Author: Kim Iskyan
Russia's actions in South Ossetia exacerbated a stock market slide.
The conflict highlighted deep-seated Russian aversion to the prospect of nations in its backyard—the most important of which is Ukraine—joining NATO and otherwise cozying up too much to the West. The war further soured investors on Russia, coming weeks after prime minister Vladimir Putin raised concerns that the Kremlin would play an increasing role in corporate Russia when he publicly criticized mining and metals company Mechel in July. By mid-September Russian equity indexes had plunged nearly 50% from their springtime highs, as elevated perceived risk—in a backdrop of dropping commodities prices and global market uncertainty—spurred investors to flee.

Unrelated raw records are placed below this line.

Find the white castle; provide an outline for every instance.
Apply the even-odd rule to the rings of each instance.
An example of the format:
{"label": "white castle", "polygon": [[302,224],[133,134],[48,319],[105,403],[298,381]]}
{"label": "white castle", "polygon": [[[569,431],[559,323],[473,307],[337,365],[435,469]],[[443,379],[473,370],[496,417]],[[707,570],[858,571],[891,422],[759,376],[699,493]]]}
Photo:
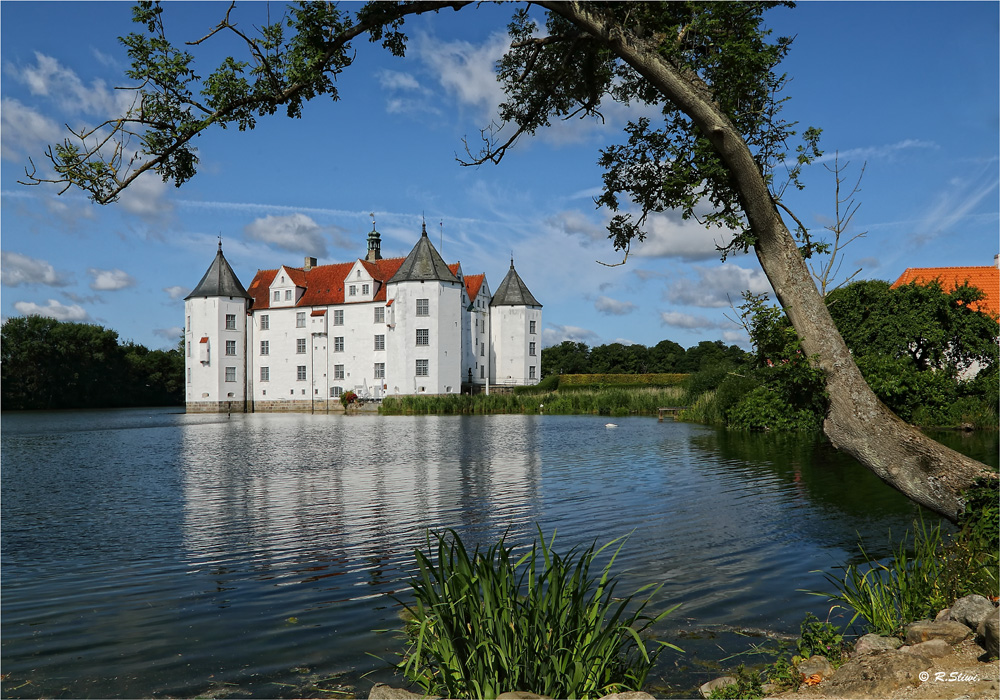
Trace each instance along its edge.
{"label": "white castle", "polygon": [[490,391],[538,382],[542,305],[514,270],[448,265],[427,237],[383,259],[372,226],[364,259],[258,270],[244,288],[222,254],[184,300],[189,412],[339,407],[342,393]]}

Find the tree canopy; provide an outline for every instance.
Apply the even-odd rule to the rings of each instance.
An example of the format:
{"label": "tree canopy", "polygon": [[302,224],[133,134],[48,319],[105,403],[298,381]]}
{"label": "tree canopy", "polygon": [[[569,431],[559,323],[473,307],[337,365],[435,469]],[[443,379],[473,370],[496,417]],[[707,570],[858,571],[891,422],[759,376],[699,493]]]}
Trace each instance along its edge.
{"label": "tree canopy", "polygon": [[119,343],[116,331],[89,323],[7,319],[0,373],[5,411],[184,403],[181,350]]}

In a slightly better development for investors, the long-running battle between oil major BP and its Russian partners over control of the TNK-BP oil joint venture appeared to finally come to an end when the two parties agreed to launch an IPO of TNK-BP and to change senior management. There are few doubts that the Russian partners in the arrangement got the better end of the deal, though, and in the eyes of international investors the episode amounted to yet another cautionary tale of the pitfalls of doing business in Russia. Days later, Rupert Murdoch’s Outdoor News came under regulatory scrutiny, not long after Murdoch expressed his doubts in the international press about Russia as an investment destination.